Disse a ele: “não sei se o decepciono, mas, por esse justíssimo critério, a atual presidenta, os ex-presidentes vivos - todos! Inclusive Collor e Sarney - são fichas limpas e têm totais condições de concorrer ao pleito. Como são também fichas limpas (para meu desgosto, digo agora) José Serra, Alckmin, Eduardo Campos, Marina Silva, Joaquim Barbosa... Salvo engano, só Aécio Neves responde a processos por improbidade, mas parece que ainda não houve condenação por órgão colegiado, de modo que até ele deve ser ficha limpa”.

Lembrei ao meu amigo que o país já possui instituições sólidas de controle, fiscalização e punição a atos de corrupção em pleno funcionamento, como CGU, TCU, MPF, PF, Câmara dos Deputados, Senado Federal, controladorias internas nos estados e municípios, MP estaduais, polícias estaduais, TCE’s, assembleias legislativas, câmaras municipais. A par desses, há as organizações da própria sociedade, que deve se manter sempre ativa, participativa e vigilante. Mas o meu amigo diz não acreditar no funcionamento das instituições – e a culpa, obviamente, é do governo federal; e a saída, naturalmente, é um golpe de estado.

Ele insistiu em dizer que “a roubalheira é cada vez maior”, regurgitando essa comida estragada que servem diariamente os telejornais, rádios, jornais e revistas.

Sobre a ideia de que os militares tomariam o poder apenas para convocar eleições, escrevi: “mas ora veja! As eleições já estão convocadas! Serão daqui a apenas sete meses! E a ela, rigorosamente, só poderão concorrer os políticos fichas limpas. Por que incomodar desnecessariamente nossos bravos soldados?”

Ele descrê da urna eletrônica, de modo que a intervenção serviria também para voltarmos à votação manual – mais uma marcha-à-ré. Argumentei que o PT vem amargando sucessivas derrotas eleitorais no estado de São Paulo, lá se vão vinte anos de tucanato, e nem por isso o partido sai por aí alegando fraude nas urnas eletrônicas. Da mesma maneira, o PSDB já perdeu três eleições presidenciais para o PT e, igualmente, jamais vi alguma liderança tucana queixar-se de tal fraude. Nem o PSOL, sempre irrequieto, jamais acusou de fraudulentos os resultados que lhe garantiram bancadas minúsculas nas recentes eleições.

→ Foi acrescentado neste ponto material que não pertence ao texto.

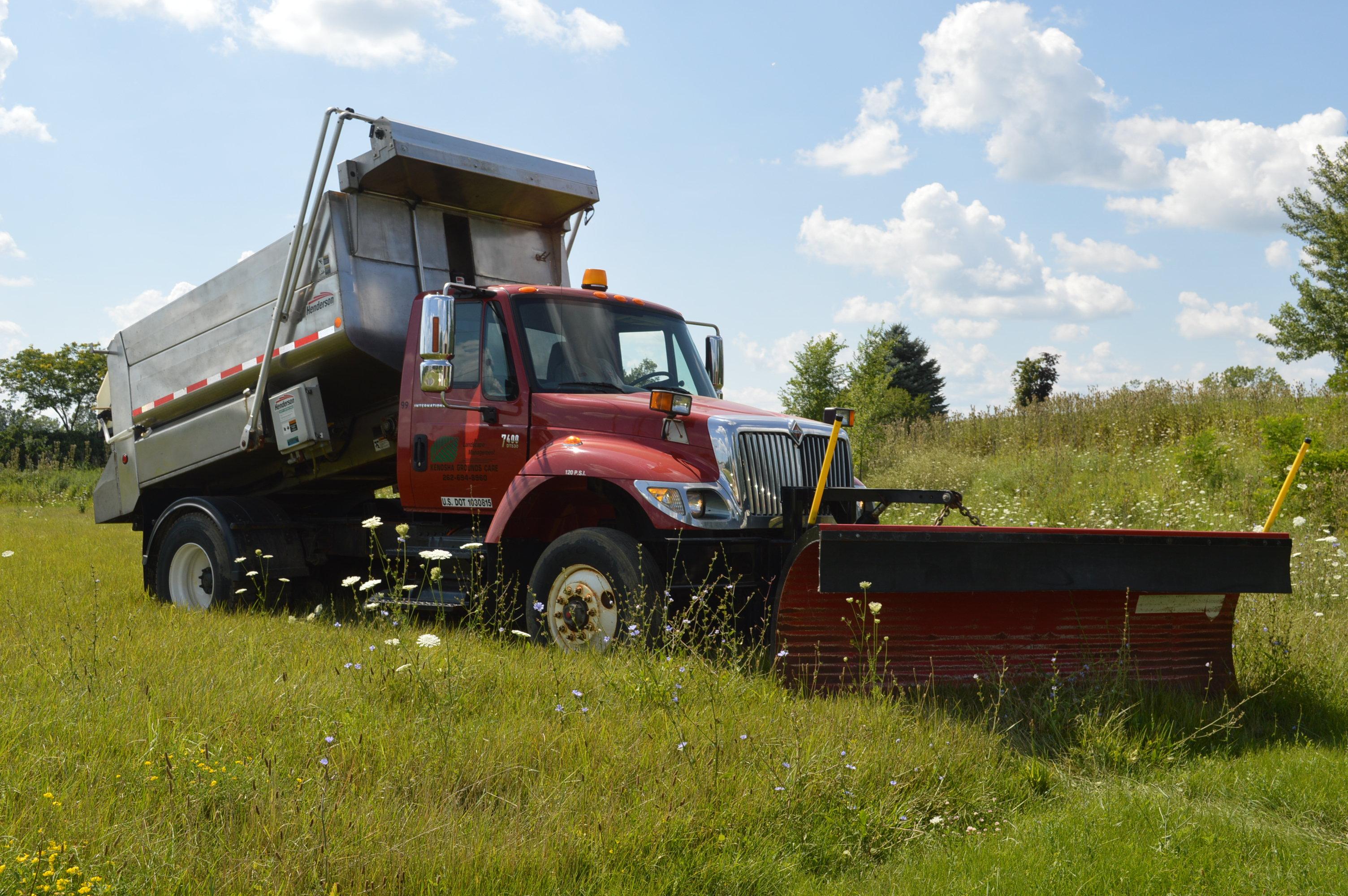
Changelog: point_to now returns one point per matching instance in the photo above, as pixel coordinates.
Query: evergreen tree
(1319, 217)
(913, 371)
(1036, 378)
(819, 378)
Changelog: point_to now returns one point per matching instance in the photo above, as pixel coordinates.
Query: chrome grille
(770, 461)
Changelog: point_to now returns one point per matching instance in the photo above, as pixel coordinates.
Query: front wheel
(190, 565)
(591, 589)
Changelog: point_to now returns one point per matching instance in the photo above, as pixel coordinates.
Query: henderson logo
(319, 302)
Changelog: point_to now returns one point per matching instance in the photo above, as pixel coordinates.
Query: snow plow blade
(962, 601)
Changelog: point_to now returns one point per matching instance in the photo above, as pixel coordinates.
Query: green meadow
(145, 750)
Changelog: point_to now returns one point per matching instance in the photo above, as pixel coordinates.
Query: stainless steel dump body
(421, 208)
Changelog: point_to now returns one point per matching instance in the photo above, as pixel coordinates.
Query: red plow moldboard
(964, 601)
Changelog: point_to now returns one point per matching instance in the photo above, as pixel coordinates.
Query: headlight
(670, 499)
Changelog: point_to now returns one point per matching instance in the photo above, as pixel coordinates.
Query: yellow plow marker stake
(824, 471)
(1287, 486)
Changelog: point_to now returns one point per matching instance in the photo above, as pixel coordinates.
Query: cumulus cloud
(356, 33)
(21, 122)
(1279, 254)
(1071, 332)
(862, 310)
(350, 33)
(149, 301)
(1204, 320)
(579, 30)
(874, 146)
(1091, 255)
(991, 69)
(966, 329)
(958, 262)
(10, 247)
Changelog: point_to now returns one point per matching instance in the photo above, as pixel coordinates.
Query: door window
(468, 333)
(498, 372)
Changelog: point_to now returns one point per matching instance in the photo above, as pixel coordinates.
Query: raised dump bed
(418, 211)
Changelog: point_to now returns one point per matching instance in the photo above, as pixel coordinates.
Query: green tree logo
(444, 451)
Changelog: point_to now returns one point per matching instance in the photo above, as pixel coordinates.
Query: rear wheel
(190, 565)
(591, 589)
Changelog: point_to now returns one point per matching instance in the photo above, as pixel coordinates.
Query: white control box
(298, 419)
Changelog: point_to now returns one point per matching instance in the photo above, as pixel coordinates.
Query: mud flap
(906, 605)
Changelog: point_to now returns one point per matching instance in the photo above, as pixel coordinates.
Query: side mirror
(437, 332)
(437, 376)
(716, 362)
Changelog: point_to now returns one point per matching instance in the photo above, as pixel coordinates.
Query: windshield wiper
(598, 384)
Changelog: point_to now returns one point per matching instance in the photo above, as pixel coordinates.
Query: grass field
(243, 752)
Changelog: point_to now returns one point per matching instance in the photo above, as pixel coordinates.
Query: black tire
(630, 608)
(212, 589)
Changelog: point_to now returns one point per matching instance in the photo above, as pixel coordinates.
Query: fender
(615, 459)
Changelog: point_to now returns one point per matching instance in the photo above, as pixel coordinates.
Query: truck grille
(772, 461)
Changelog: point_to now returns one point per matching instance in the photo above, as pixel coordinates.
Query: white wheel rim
(581, 609)
(190, 564)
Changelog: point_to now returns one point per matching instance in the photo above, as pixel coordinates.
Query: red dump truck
(418, 329)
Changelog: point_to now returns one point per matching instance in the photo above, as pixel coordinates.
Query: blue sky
(1098, 180)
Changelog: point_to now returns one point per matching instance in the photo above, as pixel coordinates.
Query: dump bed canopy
(415, 164)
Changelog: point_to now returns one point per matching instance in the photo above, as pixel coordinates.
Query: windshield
(580, 345)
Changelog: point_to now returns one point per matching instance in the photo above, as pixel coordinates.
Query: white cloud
(862, 310)
(355, 33)
(21, 122)
(577, 30)
(1232, 172)
(989, 68)
(149, 301)
(10, 247)
(958, 262)
(1203, 320)
(1089, 255)
(190, 14)
(966, 329)
(1071, 332)
(11, 337)
(1279, 254)
(874, 146)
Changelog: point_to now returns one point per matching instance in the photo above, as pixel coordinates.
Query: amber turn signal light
(844, 414)
(672, 403)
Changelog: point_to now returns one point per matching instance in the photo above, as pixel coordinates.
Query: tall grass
(172, 752)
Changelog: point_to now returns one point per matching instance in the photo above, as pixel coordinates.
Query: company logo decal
(444, 451)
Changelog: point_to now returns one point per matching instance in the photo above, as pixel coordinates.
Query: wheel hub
(581, 609)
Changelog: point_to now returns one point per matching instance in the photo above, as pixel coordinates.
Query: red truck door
(467, 455)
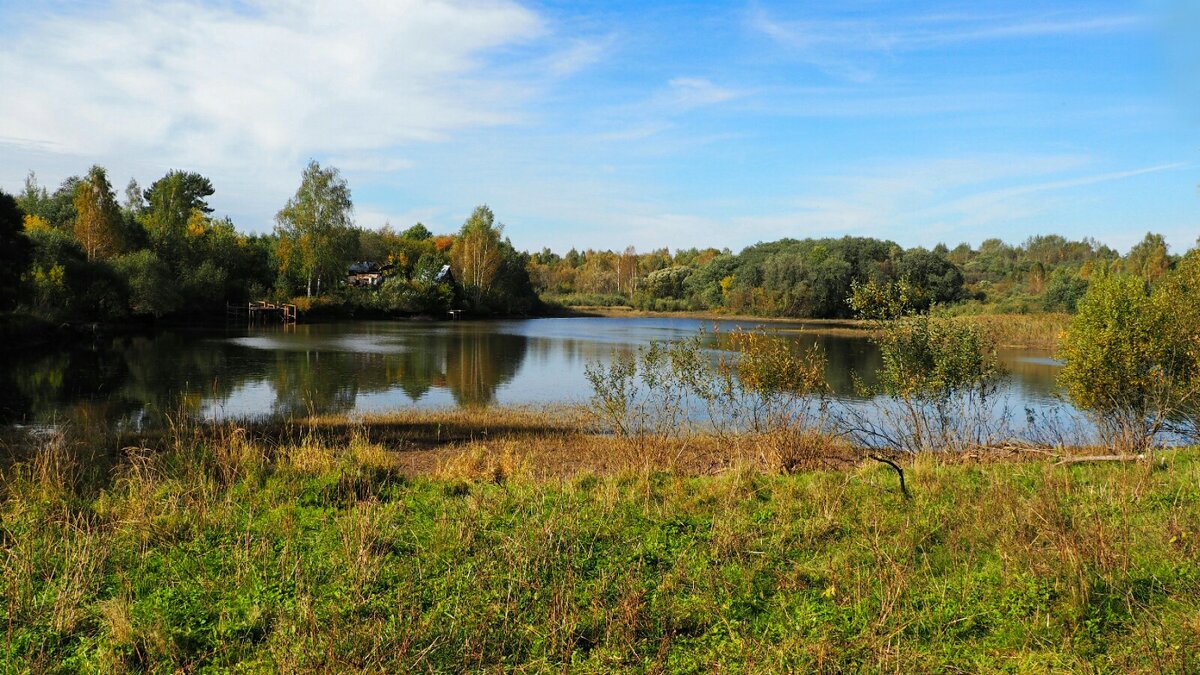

Lembrei o exemplo de minha própria cidade, de minha própria candidatura a prefeito, em 2004, quando fui derrotado. Outros concorrentes chegaram a me procurar para adotarmos uma atitude em conjunto, porque, ao ver deles, era “evidente” que teria havido fraude em favor do eleito. Não embarquei nessa e até os demovi da ideia.

Nas eleições seguintes, em 2008, o eleito teve dois terços dos votos válidos e não faltou gente séria que, usando dados estatísticos e matemáticos, alardeava que só poderia ter havido fraude. Nas últimas, em 2012, o prefeito, então candidato à reeleição – portanto, no exercício do cargo, dotado de maior poder e, presumivelmente, de mais recursos – foi derrotado pelo atual, que teve os mesmos 2/3 de votos que seu concorrente houvera obtido nas anteriores. O que fizeram os críticos de antanho? Nada. Silenciaram, simplesmente.

Será que quem detinha a fórmula da fraude perdeu-a? Ou, subitamente, deixou de querer vencer eleições? Será que as lideranças do PT, do PSDB, do PSOL e dos demais partidos, que vencem aqui e perdem ali, vencem hoje e perdem amanhã, são tolos a ponto de aceitar passivamente fraudes assim tão “evidentes”?

Encerrei minha participação no debate dizendo: “Meu caro, só existe uma maneira de resolver isso: no voto. Respeitando nossa Constituição, que prevê que todo poder emana do povo, que o exerce diretamente, na forma da lei, ou por seus representantes, eleitos pelo voto popular. Convido-o, pois, a respeitar a soberania da vontade popular, dos cerca de 150 milhões de brasileiros aptos a votar.”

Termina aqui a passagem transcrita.